As Gideon Rachman wrote this week, the threat of conflict with Iran is increasingly real. Israel’s Defence Minister, Ehud Barak, has stepped up the rhetoric against Iran, recently calling for tighter nuclear sanctions, to the extent a pre-emptive missile attack by Israel no longer looks out of the question. Similarly, whilst the Foreign Secretary, William Hague, explicitly said the Government are not advocating military action against Iran, Mr Hague would not support a backbench motion calling for the unilateral ruling out of it.

Added to this is the escalation of conflict in Syria. Despite the veto by Russia of a recent UN resolution that sought to put an end to Bashar al-Assad’s authoritarian regime, increased media attention of al-Assad’s crackdown, heightened by Marie Colvin’s untimely death this week, means some form of military intervention from external sources also looks more likely than previously believed. Such intervention is likely to provoke a response from Iran, a fierce ally of al-Assad, which could draw in other regional players, such as Saudi Arabia and Israel. Whilst such a scenario currently seems a long way off, as events across the Middle East have shown us in the last 14 months, anything is possible.

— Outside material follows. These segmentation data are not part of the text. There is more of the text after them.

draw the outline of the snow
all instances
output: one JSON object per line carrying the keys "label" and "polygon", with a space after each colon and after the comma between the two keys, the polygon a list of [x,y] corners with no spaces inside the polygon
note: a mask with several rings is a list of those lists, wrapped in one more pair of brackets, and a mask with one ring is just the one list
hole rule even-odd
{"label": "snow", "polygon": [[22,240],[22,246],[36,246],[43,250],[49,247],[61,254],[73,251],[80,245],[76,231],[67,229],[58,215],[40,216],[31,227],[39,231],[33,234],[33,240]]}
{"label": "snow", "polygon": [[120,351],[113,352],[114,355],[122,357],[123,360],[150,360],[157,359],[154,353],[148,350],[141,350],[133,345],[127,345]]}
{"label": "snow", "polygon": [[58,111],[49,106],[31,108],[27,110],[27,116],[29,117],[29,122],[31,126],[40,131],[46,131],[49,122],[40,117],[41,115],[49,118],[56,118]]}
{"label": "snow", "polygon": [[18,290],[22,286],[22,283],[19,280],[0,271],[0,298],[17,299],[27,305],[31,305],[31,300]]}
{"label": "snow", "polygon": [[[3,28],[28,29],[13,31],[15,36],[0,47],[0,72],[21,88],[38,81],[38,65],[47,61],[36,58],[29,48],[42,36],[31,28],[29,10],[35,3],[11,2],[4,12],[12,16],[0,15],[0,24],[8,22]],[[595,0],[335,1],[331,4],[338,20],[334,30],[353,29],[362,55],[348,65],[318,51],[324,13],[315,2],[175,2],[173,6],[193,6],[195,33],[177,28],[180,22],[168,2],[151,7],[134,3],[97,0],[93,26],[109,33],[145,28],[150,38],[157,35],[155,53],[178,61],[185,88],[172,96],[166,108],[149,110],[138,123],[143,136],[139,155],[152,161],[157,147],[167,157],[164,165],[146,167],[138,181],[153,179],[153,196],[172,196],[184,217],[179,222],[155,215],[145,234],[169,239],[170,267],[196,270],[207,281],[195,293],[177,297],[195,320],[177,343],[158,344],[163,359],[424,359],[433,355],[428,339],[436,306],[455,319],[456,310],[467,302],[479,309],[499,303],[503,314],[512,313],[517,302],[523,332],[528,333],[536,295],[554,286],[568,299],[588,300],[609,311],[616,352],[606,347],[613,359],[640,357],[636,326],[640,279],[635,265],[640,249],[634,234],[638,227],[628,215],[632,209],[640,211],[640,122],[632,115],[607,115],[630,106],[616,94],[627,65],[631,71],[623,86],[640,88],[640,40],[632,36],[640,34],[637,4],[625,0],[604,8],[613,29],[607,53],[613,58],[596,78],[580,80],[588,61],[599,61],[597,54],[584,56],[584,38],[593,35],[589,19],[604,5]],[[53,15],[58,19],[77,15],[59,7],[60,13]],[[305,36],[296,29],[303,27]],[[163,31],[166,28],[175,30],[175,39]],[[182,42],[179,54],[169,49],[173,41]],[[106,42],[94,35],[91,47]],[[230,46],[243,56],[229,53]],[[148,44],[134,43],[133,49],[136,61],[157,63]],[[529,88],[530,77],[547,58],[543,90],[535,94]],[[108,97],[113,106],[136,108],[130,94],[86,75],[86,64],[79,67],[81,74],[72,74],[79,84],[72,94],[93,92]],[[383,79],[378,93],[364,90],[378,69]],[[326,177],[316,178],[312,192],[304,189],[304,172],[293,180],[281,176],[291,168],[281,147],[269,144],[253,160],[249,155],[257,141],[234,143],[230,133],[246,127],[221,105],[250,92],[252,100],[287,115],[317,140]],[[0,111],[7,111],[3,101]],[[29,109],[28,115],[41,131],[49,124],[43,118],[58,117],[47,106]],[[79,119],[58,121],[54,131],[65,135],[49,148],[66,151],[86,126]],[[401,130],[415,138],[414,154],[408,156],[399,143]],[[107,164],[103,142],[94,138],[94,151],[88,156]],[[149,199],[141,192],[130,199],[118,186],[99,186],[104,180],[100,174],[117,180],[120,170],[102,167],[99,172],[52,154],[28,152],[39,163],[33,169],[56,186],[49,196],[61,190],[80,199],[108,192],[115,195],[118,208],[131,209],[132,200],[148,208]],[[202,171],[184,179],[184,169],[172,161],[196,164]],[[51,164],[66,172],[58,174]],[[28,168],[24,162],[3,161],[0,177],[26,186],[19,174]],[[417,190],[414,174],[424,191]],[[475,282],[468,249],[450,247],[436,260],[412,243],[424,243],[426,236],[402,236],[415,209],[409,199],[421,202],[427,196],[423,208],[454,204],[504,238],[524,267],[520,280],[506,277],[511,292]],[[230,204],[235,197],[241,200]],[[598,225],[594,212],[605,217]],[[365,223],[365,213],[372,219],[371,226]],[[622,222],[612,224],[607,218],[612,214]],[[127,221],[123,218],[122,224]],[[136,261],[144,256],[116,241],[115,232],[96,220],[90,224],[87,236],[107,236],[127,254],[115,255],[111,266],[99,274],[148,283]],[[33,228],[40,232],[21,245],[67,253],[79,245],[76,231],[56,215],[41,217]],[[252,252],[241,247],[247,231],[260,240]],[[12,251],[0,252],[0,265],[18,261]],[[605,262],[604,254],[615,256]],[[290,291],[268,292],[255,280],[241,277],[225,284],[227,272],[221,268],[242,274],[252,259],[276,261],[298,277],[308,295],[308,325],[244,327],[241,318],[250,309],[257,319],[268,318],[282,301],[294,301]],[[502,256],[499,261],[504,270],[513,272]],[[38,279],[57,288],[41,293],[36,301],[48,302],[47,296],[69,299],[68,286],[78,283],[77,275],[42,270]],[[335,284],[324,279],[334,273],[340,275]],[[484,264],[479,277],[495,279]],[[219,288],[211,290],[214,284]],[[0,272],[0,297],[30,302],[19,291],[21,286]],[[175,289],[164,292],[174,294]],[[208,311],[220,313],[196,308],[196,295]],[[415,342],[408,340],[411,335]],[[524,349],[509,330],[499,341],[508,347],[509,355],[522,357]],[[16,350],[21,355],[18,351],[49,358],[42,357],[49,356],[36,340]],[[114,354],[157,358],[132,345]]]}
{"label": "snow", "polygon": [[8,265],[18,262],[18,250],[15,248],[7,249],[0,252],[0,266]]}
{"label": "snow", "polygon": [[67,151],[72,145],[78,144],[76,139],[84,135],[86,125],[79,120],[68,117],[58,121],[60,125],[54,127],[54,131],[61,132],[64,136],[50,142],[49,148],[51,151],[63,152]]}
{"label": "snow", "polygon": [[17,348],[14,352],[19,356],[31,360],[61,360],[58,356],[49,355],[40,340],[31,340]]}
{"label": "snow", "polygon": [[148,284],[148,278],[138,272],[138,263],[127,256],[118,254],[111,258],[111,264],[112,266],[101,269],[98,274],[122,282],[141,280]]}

What do these latest events mean for Europe’s economic prospects then? Well, conflict on this scale would have a huge economic impact across the Eurozone, as Europe’s access to existing oil sources would be drastically hindered, causing the price of oil to soar. Energy intensive industries and manufacturing would be hit hard by a further increase in oil prices, to the extent it could push numerous European economies back into recession.

The news that brent crude oil has hit €93.60 per barrel, a record price for euros surpassing the previous 2008 high, shows that oil prices are already eye-wateringly high due to availability issues emanating from the Middle East caused by regional instability.

History shows us that instability in the Middle East has a big impact on the price of oil – the graph below shows spikes in the price of oil during the Yom Kippur War, the Iranian Revolution, Iraq’s invasion of Kuwait and the US invasion of Iraq in 2003. Increased tensions, let alone conflict, could have a similar impact this time around.  

Image from: EEF

Similarly, the FTSE 100 has shown us the negative impact Middle Eastern conflict and the rise in the price of oil has on markets. A low of 3613.30 in March 2003 marks the point at which the US invaded Iraq.

Whilst the bailout of Greece should be welcomed and may cause some to feel sanguine, there is still much cause for concern.